You're where the Wild Things are...

An in-character blog set in the universe of EVE Online. These are the private diary entries of Lady Ekaterina Mariya deSilvestris, a minor Amarrian Noble and Capsuleer. Other existing characters within EVE will be referred to throughout, though any opinions and views expressed are those of this character. These entries may touch on or directly address mature themes such as violence, sexuality, race and ethnicity, and mental health. As noted, any views are those of the character.

Before we begin, I feel it important to say a few words on the subject of mental health. Ekaterina, or Ekat as many call her, is something of a troubled soul. This aspect of her character is a personal choice I have made, for very personal reasons. Although EVE is a game in which the players can immerse themselves to a greater or lesser degree as they wish, mental health is a very real issue for many people. Those two simple words cover a myriad different issues and concerns that affect people directly or indirectly every day all, over the world.

If you find yourself affected by any issues touched upon in these posts, or if you face your own troubles, please know that there are people out there you can turn to; doctors, friends, family - there is ALWAYS someone. If you are an EVE player, then Broadcast 4 Reps chat is available, staffed by wonderfully kind and good-hearted volunteers. If you know of someone who has mental health issues, then please just let them know you are there. It doesn't have to be anything big, just a smile, a cup of tea, a quick phone call about last night's game - just a little thing to show they aren't forgotten.

You Never Fly Alone.
30-11-YC121

What in the name of The Eternal Empress is wrong with me?  I felt so confident and sure when I returned from my Pilgrimage, but it seem to have evaporated.  I was so happy to see Lilya again, but that too I find a struggle.  Not that I am unhappy with her, but rather I struggle to keep the positive feelings of joy and love in my heart.

I hate the IGS forums, I do not know why I ever look at them.  Perhaps it was the design of God, for such things are not for me to understand, but I stumbled across some pathetic post by that Matari bitch, some vomit-inducing bile about Love.  Of course she was talking about him, and of course he responded with his usual sugar-syrup words.  The Harlot and the Traitor.  They deserve each other.
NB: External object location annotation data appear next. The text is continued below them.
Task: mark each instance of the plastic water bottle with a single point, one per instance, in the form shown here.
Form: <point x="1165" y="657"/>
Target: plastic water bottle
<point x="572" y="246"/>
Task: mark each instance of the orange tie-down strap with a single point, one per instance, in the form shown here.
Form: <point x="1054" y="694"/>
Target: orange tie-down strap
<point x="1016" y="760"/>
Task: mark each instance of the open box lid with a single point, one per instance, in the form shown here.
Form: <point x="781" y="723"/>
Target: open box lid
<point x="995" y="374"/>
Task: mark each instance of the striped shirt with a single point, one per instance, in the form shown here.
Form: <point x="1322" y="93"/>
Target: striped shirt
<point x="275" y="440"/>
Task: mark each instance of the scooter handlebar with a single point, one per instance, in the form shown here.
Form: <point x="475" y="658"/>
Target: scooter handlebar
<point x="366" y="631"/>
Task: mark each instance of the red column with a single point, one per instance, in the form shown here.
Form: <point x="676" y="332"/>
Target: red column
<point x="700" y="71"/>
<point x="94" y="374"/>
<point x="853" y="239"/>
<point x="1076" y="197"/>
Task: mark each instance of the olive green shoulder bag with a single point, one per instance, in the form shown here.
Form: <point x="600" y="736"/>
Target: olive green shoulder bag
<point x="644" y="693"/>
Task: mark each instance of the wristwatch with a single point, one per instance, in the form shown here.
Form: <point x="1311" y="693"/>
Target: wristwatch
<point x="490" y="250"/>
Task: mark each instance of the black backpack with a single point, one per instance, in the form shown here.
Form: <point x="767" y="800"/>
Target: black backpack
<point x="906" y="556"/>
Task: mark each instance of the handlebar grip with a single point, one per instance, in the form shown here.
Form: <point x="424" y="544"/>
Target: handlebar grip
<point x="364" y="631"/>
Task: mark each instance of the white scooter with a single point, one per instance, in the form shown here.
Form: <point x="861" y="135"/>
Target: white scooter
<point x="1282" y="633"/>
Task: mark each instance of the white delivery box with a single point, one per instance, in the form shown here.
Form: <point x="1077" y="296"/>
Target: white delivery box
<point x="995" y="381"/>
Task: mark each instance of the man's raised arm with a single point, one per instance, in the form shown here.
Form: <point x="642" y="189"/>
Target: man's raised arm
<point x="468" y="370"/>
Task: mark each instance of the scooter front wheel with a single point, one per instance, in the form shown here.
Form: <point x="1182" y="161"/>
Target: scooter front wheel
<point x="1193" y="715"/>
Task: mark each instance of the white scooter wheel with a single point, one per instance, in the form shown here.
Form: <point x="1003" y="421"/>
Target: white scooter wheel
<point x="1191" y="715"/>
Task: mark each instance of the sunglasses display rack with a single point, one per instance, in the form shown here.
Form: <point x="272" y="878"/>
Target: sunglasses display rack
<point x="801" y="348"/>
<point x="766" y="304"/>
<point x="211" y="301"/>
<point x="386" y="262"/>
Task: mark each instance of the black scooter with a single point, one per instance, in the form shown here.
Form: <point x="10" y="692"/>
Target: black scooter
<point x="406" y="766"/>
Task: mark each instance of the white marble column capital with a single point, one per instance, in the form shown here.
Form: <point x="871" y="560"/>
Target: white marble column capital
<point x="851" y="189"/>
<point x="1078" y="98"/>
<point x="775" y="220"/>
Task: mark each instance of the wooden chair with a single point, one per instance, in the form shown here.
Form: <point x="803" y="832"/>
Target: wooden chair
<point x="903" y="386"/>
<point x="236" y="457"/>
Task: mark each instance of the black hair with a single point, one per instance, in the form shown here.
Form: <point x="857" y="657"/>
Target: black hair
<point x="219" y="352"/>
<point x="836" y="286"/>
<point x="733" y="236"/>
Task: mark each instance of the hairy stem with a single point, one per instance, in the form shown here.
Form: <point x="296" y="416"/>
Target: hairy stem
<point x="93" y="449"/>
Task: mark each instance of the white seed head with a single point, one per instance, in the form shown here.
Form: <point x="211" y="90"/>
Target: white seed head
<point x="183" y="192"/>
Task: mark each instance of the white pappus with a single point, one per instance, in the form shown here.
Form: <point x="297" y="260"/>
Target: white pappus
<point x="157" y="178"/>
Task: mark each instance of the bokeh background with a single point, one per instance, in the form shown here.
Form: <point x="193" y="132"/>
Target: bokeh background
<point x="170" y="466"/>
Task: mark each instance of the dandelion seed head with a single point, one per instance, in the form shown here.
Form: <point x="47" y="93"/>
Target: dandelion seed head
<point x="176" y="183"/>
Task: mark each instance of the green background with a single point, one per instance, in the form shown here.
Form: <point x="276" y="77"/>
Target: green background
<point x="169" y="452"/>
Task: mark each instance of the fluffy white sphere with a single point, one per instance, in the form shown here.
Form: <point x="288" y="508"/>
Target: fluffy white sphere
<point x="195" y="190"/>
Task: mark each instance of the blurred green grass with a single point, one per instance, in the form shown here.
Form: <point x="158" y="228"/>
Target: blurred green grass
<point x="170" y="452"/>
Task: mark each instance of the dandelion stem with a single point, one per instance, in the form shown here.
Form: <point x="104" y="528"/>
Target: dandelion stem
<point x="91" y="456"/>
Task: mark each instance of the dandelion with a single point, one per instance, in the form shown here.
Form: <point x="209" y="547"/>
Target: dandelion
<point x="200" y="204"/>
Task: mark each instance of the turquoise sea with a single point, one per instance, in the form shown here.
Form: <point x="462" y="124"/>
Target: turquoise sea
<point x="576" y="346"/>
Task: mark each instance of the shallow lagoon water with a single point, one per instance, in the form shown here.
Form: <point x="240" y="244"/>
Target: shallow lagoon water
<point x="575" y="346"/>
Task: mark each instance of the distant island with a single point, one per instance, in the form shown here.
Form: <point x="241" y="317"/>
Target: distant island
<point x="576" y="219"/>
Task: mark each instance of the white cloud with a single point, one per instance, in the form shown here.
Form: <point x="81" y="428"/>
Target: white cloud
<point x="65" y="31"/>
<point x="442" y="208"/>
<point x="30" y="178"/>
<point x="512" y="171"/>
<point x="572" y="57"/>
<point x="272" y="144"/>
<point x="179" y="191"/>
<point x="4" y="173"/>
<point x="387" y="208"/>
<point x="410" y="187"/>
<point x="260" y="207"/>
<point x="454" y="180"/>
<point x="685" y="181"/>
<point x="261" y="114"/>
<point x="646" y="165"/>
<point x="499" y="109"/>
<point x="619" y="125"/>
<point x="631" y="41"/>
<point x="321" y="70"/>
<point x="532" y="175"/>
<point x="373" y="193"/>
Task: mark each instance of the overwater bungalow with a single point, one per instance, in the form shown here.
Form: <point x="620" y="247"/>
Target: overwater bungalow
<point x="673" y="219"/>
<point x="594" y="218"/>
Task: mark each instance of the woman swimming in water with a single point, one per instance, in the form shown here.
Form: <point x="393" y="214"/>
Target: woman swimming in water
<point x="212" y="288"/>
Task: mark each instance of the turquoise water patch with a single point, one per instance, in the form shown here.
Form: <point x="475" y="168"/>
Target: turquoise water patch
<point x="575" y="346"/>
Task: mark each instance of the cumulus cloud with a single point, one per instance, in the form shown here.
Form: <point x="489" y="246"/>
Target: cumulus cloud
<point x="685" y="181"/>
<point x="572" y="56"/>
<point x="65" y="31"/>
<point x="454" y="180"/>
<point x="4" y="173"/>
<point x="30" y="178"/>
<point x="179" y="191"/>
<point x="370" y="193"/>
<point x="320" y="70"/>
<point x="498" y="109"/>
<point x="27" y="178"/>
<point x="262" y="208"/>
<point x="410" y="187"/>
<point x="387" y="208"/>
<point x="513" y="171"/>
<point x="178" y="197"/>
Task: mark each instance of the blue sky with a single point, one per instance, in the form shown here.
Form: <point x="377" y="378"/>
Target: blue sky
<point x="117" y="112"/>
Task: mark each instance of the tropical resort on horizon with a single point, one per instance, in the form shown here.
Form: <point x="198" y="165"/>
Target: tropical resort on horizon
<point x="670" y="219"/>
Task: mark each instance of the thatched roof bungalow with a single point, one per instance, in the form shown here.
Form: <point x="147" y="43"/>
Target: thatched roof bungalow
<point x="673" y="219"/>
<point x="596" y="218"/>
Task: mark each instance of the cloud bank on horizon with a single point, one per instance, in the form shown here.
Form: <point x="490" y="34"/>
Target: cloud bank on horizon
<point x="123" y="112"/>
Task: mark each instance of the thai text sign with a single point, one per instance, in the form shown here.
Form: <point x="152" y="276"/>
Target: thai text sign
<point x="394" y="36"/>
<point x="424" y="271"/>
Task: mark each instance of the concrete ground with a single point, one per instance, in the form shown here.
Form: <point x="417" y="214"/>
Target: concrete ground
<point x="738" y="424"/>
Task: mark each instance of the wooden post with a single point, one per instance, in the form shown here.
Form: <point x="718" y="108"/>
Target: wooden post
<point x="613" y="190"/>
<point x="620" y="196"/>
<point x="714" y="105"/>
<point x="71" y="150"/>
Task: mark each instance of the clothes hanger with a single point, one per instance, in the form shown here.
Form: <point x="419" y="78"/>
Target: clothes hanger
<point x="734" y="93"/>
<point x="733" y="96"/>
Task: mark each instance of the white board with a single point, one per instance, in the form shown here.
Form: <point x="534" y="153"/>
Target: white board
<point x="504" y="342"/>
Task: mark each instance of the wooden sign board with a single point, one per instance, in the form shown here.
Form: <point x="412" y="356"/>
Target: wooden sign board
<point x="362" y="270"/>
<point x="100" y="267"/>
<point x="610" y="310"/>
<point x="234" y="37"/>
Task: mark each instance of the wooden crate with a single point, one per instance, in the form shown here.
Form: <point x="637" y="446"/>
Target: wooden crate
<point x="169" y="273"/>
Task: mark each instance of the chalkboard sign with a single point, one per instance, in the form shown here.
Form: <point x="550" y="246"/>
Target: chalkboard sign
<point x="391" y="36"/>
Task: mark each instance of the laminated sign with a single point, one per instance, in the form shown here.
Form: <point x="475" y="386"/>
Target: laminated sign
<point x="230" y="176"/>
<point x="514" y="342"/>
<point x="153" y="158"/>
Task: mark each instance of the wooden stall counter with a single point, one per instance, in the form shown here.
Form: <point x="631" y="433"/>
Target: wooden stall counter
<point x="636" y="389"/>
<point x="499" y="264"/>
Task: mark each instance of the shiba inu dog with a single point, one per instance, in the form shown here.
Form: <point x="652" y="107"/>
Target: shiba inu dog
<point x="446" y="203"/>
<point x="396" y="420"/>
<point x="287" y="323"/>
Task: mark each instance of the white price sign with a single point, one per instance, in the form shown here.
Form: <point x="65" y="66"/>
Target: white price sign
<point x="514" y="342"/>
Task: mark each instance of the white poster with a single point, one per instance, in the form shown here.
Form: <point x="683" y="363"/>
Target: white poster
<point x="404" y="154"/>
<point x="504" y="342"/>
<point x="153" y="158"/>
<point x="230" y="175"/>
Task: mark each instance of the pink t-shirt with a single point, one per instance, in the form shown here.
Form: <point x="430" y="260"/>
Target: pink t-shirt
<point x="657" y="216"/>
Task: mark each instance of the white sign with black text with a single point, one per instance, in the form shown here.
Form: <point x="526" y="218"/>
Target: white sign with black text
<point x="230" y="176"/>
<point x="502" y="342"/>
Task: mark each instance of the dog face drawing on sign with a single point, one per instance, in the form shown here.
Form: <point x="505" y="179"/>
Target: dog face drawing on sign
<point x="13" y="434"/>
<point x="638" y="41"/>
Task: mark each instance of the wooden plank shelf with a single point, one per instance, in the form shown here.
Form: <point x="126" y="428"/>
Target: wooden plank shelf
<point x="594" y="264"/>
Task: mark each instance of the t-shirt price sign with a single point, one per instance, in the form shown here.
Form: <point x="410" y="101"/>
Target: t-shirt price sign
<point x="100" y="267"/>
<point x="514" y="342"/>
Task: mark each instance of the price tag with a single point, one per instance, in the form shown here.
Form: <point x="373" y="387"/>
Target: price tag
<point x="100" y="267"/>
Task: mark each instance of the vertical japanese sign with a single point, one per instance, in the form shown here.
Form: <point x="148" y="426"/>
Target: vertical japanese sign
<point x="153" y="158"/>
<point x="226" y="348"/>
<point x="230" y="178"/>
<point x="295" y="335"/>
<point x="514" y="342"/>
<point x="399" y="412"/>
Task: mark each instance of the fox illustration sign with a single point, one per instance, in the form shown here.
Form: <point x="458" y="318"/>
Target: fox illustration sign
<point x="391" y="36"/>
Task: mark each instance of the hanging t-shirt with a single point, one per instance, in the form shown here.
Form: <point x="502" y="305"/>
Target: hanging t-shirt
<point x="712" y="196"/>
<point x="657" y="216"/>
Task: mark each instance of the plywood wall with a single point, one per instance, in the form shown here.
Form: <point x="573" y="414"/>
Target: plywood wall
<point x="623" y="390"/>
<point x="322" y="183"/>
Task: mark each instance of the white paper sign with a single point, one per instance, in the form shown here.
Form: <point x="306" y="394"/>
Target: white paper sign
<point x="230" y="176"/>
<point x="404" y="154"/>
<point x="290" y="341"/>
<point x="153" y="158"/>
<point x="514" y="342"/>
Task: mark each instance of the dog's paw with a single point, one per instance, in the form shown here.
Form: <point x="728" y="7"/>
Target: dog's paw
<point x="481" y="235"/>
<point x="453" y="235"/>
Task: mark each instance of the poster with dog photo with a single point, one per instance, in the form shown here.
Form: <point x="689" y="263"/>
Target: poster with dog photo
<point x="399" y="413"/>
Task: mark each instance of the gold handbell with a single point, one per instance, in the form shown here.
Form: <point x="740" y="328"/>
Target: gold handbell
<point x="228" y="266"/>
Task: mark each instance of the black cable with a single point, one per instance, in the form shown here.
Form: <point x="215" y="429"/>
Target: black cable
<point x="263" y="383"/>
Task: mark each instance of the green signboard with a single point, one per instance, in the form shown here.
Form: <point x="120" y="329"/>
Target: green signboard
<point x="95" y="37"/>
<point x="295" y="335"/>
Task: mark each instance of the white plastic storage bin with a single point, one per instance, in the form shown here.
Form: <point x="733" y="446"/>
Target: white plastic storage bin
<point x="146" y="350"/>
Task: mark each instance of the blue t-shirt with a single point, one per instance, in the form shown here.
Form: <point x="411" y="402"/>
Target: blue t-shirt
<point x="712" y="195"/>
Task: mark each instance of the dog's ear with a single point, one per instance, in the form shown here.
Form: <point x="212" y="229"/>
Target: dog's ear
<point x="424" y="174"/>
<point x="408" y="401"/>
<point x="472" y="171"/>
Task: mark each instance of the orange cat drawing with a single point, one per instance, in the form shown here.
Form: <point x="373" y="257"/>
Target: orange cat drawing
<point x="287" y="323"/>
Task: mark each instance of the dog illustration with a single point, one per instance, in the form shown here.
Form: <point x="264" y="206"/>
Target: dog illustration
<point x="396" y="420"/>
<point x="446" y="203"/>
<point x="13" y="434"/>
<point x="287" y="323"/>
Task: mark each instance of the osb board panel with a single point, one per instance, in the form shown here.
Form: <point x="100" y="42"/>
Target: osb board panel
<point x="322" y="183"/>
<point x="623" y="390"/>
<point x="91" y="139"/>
I found myself agreeing with Elsebeth Rhiannon that this bullshit about Love is merely some poor and transparent justification for her whoring herself to someone who, if there was any honour in his soul, would be her enemy.

It was then that I felt it, deep inside me.  That Unclean Force, that Darkness, that hatred, uncurling in my heart and soul.  Yet I cannot truly accept that it is an altogether negative emotion.  It has power, real power.  I just need to learn to focus it, properly.  Yes, cutting, seeing my blood flow, helps release it, but there must be a better way.  I feel I can use it.  It is a gift, not a curse.  It is the same as the power I felt after She visited me, the gift She gave me to help me find escape from my captors.

Focus it what I need.  I think a visit to the exercise grounds would be a very good idea.

Papa has also placed me within the Command Structure of the 601st, as Captain.  Since Her Imperial Majesty's decree, they have been transferred to our family's Household Forces, rather than remaining within the Imperial Navy.  It is, in all honesty, a more natural position for them; after all, it was Papa that founded the Unit, and in reality the have more allegiance and loyalty to our family than to the Navy.  It is such a pity, however, that Lord Pitoojee has decided to end Ishta's secondment.  Sasha has not taken it well, although there is no reason why they cannot see one another, unless, of course, Lord Pitoojee forbids that also.  I do not know the reasons behind Lord Pitoojee's decision, though I understand he, and LUMEN, have some disagreements over Sarum's relaunching of the Reclaiming.  Not that they have any right to question the decisions and prerogatives of one such as Lord Sarum!  They have ideas above their station, and I cannot help but wonder if that is yet another sign of the poison being spread by that Harlot.  They is no doubt in my mind that she is the Enemy Within.  I think perhaps I should speak with one of the Paladin Commanders about my concerns.  We are not without our defences, for if the enemy have a spy in our camp, we can have one in theirs.